Autonomy algorithms developed by researchers at the University of Toronto Institute for Aerospace Studies (UTIAS) could one day make transporting cargo to the Moon safer and more efficient for astronauts.

As part of a team led by MDA Space, Professor Tim Barfoot and Ph.D. student Alec Krawciw are developing technology to help Canada’s proposed Lunar Utility Vehicle navigate between cargo drop-off points on future lunar missions, addressing a key transportation challenge once astronauts land on the moon.

“Lunar exploration involves a landing site and a habitat site approximately five kilometers apart,” says Barfoot, who is also director of the University of Toronto’s Robotics Institute, an institutional strategic initiative.

“The landing site is flat to allow for a safe arrival of the shuttle, while the habitat must be shielded from radiation, usually behind rocky terrain. This creates a transportation challenge: the astronauts must be able to move all cargo from the shuttle to the habitat.”

Unlike previous planetary missions where rovers explore the terrain in multiple directions to collect data, the Lunar Utility Vehicle will travel regularly back and forth between fixed locations to deliver cargo and equipment to astronauts. This is the first time a space rover will have to repeat the same path, making Barfoot’s learn-and-repeat visual navigation framework well-suited for the mission.
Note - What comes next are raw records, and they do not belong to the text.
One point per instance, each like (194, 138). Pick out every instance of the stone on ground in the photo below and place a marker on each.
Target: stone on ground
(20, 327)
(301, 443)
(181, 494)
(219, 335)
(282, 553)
“Learn and repeat algorithms allow us to pilot the rover along a predetermined trajectory by driving it manually or physically, [but] once it learns the path, it can automatically repeat the route as many times as you want,” says Barfoot. “By automating this part of the mission, it saves astronauts time and energy returning to the landing site to retrieve cargo, limits astronauts’ exposure to lunar elements, and increases mission productivity.

As part of his doctorate. As part of his research, Krawciw is adapting autonomous driving technology for integration into the Canadian Space Agency’s test vehicle, the Lunar Exploration Light Rover (LELR).

In December 2024, Krawciw and Barfoot joined teams from MDA Space and the BRP Advanced Technologies Center at the University of Sherbrooke to test the autonomous system at the space agency’s analog field facility in Montreal, which replicates the surface of Mars. The field test allowed teams to identify and resolve potential hardware and software constraints when operating in Moon-like conditions.

“Adapting our code to LELR came with some unexpected challenges,” says Krawciw. “Simulating lunar conditions introduced a five-second delay in command and return, so we couldn’t rely on joystick control as we normally would. This pushed us to develop a new method of semi-autonomous teaching using short path segments, something we had never done before.”

“Despite the technical challenges, it’s always exciting to see something I’ve worked on in the lab come to life on a real space mission.”

After a successful field test, the team was selected by the space agency in July 2025 to conduct a preliminary study of Canada’s proposed Lunar Utility Vehicle as part of the agency’s Lunar Surface Exploration Initiative. This will be Canada’s next contribution to NASA’s Artemis program, which aims to establish a lasting human presence on the Moon.

As the team prepares the vehicle to be mission ready, Krawciw is focused on improving the system’s performance in real-world conditions and ensuring it is ready for long-duration deployments.

“We learned a lot from running the system continuously in the field,” says Krawciw.

“It wasn’t just about making the autonomy work, it was about making it reliable and user-friendly for operators who could use it all day, in harsh conditions. This perspective shapes how I approach the next phase of development.